14 Nov, 2020

1 commit

  • For avoiding use-after-free on flush request, we call its .end_io() from
    both timeout code path and __blk_mq_end_request().

    When flush request's ref doesn't drop to zero, it is still used, we
    can't mark it as IDLE, so fix it by marking IDLE when its refcount drops
    to zero really.

    Fixes: 65ff5cd04551 ("blk-mq: mark flush request as IDLE in flush_end_io()")
    Signed-off-by: Ming Lei
    Cc: Yi Zhang
    Signed-off-by: Jens Axboe

    Ming Lei
     

30 Oct, 2020

1 commit

  • Mark flush request as IDLE in its .end_io(), aligning it with how normal
    requests behave. The flush request stays in in-flight tags if we're not
    using an IO scheduler, so we need to change its state into IDLE.
    Otherwise, we will hang in blk_mq_tagset_wait_completed_request() during
    error recovery because flush the request state is kept as COMPLETED.

    Reported-by: Yi Zhang
    Signed-off-by: Ming Lei
    Tested-by: Yi Zhang
    Cc: Chao Leng
    Cc: Sagi Grimberg
    Signed-off-by: Jens Axboe

    Ming Lei
     

12 Aug, 2020

1 commit

  • In case of none scheduler, we share data request's driver tag for
    flush request, so have to mark the flush request as INFLIGHT for
    avoiding double account of this driver tag.

    Fixes: 568f27006577 ("blk-mq: centralise related handling into blk_mq_get_driver_tag")
    Reported-by: Matthew Wilcox
    Signed-off-by: Ming Lei
    Tested-by: Matthew Wilcox
    Cc: Christoph Hellwig
    Signed-off-by: Jens Axboe

    Ming Lei
     

17 Jul, 2020

1 commit

  • Commit 7520872c0cf4 ("block: don't defer flushes on blk-mq + scheduling")
    tried to fix deadlock for cycled wait between flush requests and data
    request into flush_data_in_flight. The former holded all driver tags
    and wait for data request completion, but the latter can not complete
    for waiting free driver tags.

    After commit 923218f6166a ("blk-mq: don't allocate driver tag upfront
    for flush rq"), flush requests will not get driver tag before queuing
    into flush queue.

    * With elevator, flush request just get sched_tags before inserting
    flush queue. It will not get driver tag until issue them to driver.
    data request on list fq->flush_data_in_flight will complete in
    the end.

    * Without elevator, each flush request will get a driver tag when
    allocate request. Then data request on fq->flush_data_in_flight
    don't worry about lacking driver tag.

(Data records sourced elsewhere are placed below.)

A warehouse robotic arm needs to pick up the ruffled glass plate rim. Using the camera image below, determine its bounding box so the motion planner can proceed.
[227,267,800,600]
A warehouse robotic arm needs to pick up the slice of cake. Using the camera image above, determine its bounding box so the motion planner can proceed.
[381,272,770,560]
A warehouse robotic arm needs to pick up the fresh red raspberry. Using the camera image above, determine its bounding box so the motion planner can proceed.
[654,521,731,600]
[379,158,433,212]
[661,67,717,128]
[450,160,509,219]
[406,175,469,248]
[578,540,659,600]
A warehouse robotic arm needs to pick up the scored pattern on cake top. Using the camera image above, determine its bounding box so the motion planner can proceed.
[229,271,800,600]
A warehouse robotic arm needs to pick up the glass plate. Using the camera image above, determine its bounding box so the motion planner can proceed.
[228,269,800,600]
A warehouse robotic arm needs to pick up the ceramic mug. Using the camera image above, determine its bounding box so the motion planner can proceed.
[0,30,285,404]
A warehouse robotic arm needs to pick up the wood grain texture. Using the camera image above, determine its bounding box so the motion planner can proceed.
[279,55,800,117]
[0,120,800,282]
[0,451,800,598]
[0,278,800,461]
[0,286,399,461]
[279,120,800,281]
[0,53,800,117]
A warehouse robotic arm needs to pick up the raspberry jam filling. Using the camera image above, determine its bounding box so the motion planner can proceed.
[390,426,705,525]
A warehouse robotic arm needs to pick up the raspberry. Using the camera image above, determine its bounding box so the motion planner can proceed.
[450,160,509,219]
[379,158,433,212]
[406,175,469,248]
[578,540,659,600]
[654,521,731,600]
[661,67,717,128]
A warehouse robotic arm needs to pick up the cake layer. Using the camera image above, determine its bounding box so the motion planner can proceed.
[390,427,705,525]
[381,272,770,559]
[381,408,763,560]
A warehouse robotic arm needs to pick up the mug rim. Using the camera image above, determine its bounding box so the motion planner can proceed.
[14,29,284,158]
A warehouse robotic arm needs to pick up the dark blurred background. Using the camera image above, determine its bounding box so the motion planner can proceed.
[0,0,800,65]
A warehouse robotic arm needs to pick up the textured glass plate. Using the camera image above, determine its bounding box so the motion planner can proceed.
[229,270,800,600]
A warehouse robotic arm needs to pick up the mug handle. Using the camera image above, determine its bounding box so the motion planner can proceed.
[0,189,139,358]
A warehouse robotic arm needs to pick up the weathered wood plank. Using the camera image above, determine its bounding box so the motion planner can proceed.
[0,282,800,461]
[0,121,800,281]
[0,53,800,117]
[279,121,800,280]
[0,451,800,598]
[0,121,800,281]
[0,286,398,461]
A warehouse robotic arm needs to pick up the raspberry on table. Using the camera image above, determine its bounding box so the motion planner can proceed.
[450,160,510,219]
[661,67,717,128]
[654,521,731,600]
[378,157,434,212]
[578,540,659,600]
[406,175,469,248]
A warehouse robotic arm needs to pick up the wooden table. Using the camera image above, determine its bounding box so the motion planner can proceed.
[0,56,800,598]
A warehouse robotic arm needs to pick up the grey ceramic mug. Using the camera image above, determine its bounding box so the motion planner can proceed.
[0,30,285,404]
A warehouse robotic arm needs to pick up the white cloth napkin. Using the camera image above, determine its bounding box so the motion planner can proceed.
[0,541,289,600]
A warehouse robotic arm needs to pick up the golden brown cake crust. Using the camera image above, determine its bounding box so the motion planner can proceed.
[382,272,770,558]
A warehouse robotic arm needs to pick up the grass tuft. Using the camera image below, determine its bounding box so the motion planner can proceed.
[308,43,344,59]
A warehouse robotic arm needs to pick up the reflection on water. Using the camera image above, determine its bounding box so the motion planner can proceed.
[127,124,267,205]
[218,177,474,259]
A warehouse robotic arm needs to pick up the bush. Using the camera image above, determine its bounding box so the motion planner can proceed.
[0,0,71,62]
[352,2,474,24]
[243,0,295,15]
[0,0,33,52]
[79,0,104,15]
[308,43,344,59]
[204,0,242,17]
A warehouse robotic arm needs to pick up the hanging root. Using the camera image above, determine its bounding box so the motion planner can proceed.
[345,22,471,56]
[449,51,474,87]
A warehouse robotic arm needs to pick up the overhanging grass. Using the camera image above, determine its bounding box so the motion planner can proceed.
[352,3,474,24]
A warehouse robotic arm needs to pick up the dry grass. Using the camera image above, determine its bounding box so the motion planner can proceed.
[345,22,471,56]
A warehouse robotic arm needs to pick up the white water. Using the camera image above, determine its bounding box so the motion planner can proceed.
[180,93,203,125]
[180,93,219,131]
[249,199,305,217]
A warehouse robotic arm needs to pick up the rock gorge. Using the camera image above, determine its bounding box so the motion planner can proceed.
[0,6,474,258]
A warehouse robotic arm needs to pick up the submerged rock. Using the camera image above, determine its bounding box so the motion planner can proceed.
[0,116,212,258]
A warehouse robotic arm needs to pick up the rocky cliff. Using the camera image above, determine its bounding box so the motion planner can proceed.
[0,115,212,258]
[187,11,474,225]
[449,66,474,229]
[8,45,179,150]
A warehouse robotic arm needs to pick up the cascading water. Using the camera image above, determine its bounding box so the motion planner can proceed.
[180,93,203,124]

    In both of these cases, cycled wait cannot be true. So we may allow
    to defer flush request.

    Signed-off-by: Yufen Yu
    Reviewed-by: Ming Lei
    Signed-off-by: Jens Axboe

    Yufen Yu
     

09 Jul, 2020

1 commit


02 Jul, 2020

1 commit

  • This reverts commits the following commits:

    37f4a24c2469a10a4c16c641671bd766e276cf9f
    723bf178f158abd1ce6069cb049581b3cb003aab
    36a3df5a4574d5ddf59804fcd0c4e9654c514d9a

    The last one is the culprit, but we have to go a bit deeper to get this
    to revert cleanly. There's been a report that this breaks some MMC
    setups [1], and also causes an issue with swap [2]. Until this can be
    figured out, revert the offending commits.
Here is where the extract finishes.